Interest in clowning exploded in the 60s, in large part because it was the 60s. The Clown represented the ultimate free spirit, a pie in the face of the Establishment. (Ringling Brothers and Barnum & Bailey Circus’s Clown College has to be included. While anti-establishment rebels may rebel — re-rebel? — at being associated with something relatively mainstream, the school flourished in the same hippie-ish impulse.) But much of that interest came from campuses — and so did clowns.

Sporting rainbow suspenders and antic attitudes, they — we — learned about clowning in college and took clown classes, we found congenial audiences among the college-educated, and we taught workshops at colleges. When critics give us credit for good jokes, they usually mean references from the college curriculum. Many clowns get financing from foundations and boards, mostly composed of people with advanced degrees.

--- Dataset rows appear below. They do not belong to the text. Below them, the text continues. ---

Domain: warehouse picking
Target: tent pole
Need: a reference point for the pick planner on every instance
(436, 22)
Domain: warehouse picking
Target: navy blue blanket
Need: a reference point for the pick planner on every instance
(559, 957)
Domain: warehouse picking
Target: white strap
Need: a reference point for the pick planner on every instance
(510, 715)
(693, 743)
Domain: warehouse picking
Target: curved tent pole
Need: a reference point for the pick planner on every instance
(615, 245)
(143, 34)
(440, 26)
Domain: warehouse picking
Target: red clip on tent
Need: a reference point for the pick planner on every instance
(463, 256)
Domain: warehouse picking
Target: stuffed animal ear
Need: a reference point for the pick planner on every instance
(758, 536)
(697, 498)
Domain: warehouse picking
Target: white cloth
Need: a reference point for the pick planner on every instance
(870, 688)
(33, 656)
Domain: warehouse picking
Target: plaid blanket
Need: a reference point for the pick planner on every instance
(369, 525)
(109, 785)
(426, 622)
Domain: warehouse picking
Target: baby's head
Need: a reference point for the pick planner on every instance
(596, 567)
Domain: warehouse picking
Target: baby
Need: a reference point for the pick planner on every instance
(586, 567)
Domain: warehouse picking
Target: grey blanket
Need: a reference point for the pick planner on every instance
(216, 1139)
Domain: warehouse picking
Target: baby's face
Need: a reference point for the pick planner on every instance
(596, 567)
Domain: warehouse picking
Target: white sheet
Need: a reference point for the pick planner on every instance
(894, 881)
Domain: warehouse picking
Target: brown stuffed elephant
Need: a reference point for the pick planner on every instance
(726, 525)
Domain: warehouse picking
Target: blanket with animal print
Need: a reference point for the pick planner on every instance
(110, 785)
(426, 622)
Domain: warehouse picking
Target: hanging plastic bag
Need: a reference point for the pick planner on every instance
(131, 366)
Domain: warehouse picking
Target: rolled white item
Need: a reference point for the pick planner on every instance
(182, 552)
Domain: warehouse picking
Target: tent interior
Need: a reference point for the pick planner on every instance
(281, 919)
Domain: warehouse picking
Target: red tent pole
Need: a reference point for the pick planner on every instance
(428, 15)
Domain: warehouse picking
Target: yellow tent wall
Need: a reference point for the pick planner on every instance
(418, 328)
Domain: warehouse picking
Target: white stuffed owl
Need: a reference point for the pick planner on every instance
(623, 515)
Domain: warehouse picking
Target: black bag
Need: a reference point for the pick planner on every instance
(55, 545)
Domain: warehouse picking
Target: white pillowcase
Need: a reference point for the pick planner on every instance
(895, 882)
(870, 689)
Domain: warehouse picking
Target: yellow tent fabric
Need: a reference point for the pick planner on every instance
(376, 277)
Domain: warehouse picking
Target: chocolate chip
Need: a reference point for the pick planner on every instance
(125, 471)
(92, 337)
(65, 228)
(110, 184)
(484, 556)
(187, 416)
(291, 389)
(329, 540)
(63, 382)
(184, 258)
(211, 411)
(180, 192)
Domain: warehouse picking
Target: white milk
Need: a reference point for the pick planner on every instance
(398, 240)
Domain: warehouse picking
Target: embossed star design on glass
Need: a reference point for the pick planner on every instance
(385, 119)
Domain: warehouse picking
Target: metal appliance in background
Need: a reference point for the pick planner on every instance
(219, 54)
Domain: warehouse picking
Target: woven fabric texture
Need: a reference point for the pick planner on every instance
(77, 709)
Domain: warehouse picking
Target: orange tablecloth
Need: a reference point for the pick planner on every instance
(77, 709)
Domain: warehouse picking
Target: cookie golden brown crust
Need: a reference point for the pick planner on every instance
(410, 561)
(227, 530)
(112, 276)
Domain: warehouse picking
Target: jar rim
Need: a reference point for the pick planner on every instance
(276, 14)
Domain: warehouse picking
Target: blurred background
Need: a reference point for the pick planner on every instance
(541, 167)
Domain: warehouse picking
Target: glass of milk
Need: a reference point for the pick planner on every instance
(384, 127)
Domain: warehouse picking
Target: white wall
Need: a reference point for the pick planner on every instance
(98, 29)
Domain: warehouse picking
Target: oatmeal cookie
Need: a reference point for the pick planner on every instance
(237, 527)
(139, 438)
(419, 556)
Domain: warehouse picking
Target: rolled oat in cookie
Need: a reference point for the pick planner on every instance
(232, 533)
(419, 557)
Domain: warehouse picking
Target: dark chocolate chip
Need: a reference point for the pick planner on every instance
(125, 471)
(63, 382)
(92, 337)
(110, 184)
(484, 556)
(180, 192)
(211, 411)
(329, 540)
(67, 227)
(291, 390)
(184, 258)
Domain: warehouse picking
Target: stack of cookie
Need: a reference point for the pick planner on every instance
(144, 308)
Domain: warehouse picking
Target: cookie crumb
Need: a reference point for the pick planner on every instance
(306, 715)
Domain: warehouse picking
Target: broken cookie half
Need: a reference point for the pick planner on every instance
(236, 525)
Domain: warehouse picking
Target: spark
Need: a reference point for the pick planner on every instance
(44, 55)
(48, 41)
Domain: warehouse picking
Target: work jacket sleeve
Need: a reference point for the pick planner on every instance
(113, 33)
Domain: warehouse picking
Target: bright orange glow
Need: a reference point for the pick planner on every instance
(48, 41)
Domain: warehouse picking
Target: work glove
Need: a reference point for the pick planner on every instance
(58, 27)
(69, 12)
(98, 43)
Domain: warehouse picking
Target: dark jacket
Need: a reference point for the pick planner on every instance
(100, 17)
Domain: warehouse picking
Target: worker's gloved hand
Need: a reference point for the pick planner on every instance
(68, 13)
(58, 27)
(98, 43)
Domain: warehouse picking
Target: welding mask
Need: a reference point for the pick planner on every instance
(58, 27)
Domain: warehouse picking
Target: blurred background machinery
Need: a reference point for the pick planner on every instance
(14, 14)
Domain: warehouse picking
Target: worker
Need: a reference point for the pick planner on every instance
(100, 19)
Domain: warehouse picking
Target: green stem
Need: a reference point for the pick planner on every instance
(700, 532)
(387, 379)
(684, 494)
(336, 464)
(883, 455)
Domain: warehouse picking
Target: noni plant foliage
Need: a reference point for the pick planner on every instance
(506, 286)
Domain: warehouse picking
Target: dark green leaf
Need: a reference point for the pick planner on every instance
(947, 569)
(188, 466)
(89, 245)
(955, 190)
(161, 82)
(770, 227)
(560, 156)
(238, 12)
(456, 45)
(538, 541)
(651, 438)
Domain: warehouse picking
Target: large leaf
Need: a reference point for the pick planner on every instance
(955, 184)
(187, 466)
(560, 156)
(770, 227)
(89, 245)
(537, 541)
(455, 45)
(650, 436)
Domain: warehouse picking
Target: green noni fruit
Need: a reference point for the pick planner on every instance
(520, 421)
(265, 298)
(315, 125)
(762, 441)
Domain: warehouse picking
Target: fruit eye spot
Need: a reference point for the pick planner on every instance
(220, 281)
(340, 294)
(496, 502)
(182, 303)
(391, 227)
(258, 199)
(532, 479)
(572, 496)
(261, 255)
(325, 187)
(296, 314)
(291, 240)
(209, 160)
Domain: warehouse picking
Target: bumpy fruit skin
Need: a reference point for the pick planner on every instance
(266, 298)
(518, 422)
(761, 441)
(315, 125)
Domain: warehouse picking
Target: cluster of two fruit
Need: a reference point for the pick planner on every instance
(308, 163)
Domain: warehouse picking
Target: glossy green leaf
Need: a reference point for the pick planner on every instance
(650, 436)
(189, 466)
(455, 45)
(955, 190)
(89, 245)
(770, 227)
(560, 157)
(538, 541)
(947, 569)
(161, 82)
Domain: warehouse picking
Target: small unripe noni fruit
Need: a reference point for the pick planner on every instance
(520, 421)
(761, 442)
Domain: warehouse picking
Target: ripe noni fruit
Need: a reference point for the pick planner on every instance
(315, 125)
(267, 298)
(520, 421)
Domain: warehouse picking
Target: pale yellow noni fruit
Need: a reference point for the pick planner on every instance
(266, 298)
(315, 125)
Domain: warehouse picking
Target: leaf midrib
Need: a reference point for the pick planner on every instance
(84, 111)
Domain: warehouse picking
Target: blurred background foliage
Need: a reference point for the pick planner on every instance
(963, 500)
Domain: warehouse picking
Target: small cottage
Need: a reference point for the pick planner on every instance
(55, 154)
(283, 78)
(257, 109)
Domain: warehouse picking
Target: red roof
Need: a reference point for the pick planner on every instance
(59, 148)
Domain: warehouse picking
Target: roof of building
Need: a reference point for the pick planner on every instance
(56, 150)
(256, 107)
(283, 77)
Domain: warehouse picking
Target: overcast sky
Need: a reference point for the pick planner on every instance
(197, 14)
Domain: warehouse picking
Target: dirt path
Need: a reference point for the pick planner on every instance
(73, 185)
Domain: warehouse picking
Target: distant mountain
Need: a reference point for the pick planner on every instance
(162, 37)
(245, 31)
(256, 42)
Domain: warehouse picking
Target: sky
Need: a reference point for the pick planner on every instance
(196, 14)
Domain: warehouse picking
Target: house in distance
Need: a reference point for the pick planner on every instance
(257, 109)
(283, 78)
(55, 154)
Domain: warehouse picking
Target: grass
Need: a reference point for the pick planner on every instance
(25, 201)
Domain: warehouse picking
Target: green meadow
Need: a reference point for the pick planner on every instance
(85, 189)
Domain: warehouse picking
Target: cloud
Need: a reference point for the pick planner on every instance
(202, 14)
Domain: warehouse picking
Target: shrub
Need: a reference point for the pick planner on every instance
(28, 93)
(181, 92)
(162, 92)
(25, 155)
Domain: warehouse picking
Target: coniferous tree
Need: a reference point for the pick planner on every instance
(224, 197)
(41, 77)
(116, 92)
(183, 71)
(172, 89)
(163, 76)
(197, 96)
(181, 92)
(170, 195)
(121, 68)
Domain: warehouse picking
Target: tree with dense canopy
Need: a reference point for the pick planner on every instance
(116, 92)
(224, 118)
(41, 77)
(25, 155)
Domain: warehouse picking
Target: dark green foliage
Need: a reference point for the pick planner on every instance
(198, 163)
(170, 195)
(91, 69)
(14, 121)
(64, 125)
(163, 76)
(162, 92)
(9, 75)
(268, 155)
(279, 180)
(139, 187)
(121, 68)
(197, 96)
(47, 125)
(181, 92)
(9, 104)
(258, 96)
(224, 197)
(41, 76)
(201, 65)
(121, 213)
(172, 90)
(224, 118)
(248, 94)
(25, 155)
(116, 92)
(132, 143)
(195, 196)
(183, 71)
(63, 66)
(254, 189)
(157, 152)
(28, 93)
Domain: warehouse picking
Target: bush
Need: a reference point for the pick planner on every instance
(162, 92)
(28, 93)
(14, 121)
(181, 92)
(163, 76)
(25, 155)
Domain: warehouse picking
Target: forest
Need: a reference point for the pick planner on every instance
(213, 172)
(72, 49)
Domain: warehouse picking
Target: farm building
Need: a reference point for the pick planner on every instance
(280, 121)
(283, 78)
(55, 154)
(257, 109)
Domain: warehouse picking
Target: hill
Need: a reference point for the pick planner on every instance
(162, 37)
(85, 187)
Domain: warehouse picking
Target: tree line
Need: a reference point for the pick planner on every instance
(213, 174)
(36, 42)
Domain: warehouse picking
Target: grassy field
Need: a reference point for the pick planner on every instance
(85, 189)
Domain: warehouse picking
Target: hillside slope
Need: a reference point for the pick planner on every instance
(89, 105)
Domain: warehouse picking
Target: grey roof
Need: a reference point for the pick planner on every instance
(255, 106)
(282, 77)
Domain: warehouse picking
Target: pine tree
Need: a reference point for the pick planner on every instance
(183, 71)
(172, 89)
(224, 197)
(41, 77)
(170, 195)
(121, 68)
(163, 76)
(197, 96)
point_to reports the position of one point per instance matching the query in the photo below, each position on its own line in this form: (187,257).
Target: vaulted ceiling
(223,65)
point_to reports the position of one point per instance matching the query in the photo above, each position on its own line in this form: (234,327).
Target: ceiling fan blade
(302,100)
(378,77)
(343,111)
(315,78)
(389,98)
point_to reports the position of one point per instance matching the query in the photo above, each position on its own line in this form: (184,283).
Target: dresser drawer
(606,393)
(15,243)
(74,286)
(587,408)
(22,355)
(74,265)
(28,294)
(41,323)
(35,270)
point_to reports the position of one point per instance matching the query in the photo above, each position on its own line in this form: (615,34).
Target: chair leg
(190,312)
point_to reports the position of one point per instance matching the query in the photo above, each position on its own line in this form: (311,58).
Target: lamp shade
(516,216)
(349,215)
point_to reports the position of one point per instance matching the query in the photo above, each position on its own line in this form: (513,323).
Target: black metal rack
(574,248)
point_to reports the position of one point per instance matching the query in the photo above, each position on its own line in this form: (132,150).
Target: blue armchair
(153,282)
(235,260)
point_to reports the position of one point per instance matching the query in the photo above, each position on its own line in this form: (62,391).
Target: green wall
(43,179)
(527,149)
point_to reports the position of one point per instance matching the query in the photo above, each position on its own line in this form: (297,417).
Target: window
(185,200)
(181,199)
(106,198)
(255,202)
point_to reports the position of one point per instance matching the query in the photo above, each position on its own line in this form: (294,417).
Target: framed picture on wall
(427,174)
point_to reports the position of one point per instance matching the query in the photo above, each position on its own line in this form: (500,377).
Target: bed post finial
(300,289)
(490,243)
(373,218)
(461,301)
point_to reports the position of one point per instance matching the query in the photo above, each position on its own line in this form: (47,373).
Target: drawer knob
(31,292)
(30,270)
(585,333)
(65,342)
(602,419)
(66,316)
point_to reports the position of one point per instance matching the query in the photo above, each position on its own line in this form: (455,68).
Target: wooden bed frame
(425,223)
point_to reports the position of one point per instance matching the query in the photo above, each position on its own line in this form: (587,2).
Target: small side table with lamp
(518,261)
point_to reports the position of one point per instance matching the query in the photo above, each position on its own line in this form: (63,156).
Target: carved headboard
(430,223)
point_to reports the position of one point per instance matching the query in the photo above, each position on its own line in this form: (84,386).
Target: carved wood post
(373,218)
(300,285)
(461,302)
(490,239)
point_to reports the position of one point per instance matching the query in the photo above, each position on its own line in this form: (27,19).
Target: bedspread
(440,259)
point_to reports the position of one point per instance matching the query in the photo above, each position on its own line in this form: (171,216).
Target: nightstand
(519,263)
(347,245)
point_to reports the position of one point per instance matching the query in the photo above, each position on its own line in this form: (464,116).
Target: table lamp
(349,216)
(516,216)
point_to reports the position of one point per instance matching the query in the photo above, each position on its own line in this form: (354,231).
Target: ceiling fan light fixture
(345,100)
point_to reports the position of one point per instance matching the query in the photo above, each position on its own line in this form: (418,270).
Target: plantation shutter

Individually this collegiate spirit has led to good stuff, sometimes great stuff. But weaving through the academic emphasis is a didactic message that clowning is itself insufficient: It must mean something. Read clown mission statements, manifestos, interviews, websites. Explicitly or implicitly, the same self-congratulatory message pops up: This particular clown / clown method / clown theory does more than typical clowning. This clown will “transcend mere entertainment,” “push the envelope,” “challenge audiences,” “make people think.” (Considering the determination to defy conventional wisdom, the arsenal of phrases is drearily conventional.)

This narrow emphasis also ignores the scientific work that’s been done on the mutual influence of body and mind. In another New York Times article, in the Feb. 2, 2010 Science section, Natalie Angier discussed how significantly our bodies match our thoughts. For instance, holding a hot coffee makes people more like to judge a described character as warm;  when we talk about the future, we tend to lean forward.

Putting the head over the feet, so to speak, might be fine if it improved the quality of clowning. That’s the claim of the mission statements and manifesti. However, the clowning of ideas has the same range of quality as clowning of other kinds. That is, some is good, most is in the middle, and some is bad. In a way, the clowning of ideas is worse because it assumes it’s better: When the mere fact of having ideas generates automatic status, rigor wavers and clowning suffers.

Compare what I will call the Godot Syndrome. Cast really good clowns in Waiting for Godot and chances for really good clowning dim. Wanting to be taken seriously, actor-clowns tie themselves in knots to prove they’re smart enough to understand the play’s existential angst. This isn’t schtick, says the actor’s subtext, I’m dealing with Samuel Beckett’s fundamental questions of the meaning of life and the inevitability of death. Meanwhile the vaudeville bits Beckett included fade and flop.

The “serious” actor-clown doesn’t want the feet in, except for Estragon’s stinky feet, and then to display whatever meaning the actor playing Gogo has decided is in the feet or the boots or the stink. Having directed the play, I’d argue that meaning bubbles up better when the actors avoid all that earnest stuff. When the comedy’s played straight, without intellectual apology, the play can be genuinely funny, prompting more than the cheesy laughs that announce Aha-I-get-that. And funny makes it a more effective play: The contrast of comedy renders the questions about life and death more poignant, more potent.

Sticking the head in without the feet is a dubious feat. It turns us into what clowns used to make fun of.